The report also advocated a choice of tariffs such as those introduced by Cellnet and Vodaphone, which would allow customers to choose an account structure that suits their way of using a bank account.

It is likely that Abbey will also offer customers an account with a fixed monthly fee that would have extras such as holiday discounts, cheaper holiday money, free travel insurance and discount shopping.

Abbey said that it had not yet decided on the level of any charges. It wanted to levy a charge that would be acceptable rather than drive customers away.

'We want to offer customers a choice, and a way of avoiding charges,' the spokesman added.

Customers may find that once one bank introduces charges for accounts in credit the others will quickly follow.

The banks regret introducing free banking, which was possible when interest rates were high and the cost could be hidden in the lower interest rates paid on deposits.

But now interest rates are low the banks have been unable to reduce interest paid on current accounts in line.

Abbey National, Midland Orchard and Barclays pay a flat rate of 0.5 per cent gross.

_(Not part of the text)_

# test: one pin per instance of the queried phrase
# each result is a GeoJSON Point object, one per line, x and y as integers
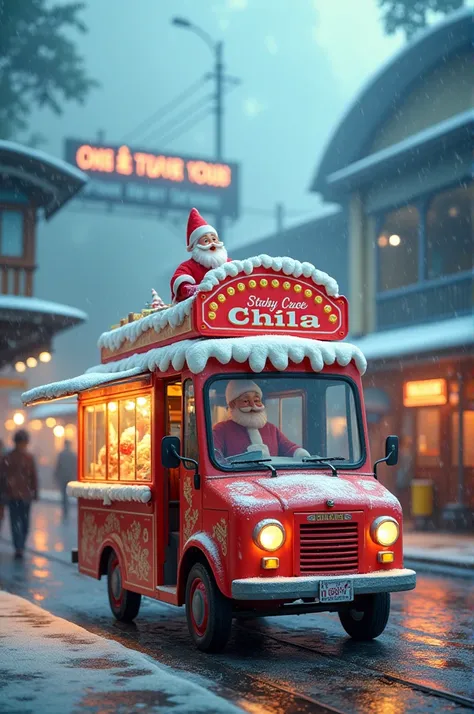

Lloyds Classic account pays between 0.2 and 1 per cent and AIB between 0.25 and 0.5 per cent.

Save & Prosper, owned by the merchant bank Flemings, pays between 2.5 and 4.5 per cent. In April it introduced a charge of pounds 5 for those with less than pounds 1,000 in their account on the last day of the month.

This date was chosen as most people are paid within the last seven or eight days of the month.

It had 105,000 accounts and 6,000 would be worse off under the new regime, which also included raising the interest rates. Ian Lindsay, banking director, expected to lose 3,000 accounts after the charge was introduced, but 5,000 customers closed their accounts.

'We lost pounds 1m of balances out of more than pounds 600m,' he recalled. 'So basically the people with very small balances were hit.

'There were a lot of dormant accounts with pounds 20 or pounds 30 in them. Those accounts were costing a lot to run. An account with pounds 20 in it earns us about 4p a year in interest, but it costs 24p a month just to send out the statement.'

Save & Prosper's customers are not typical of high street banks. The average balance is pounds 15,000.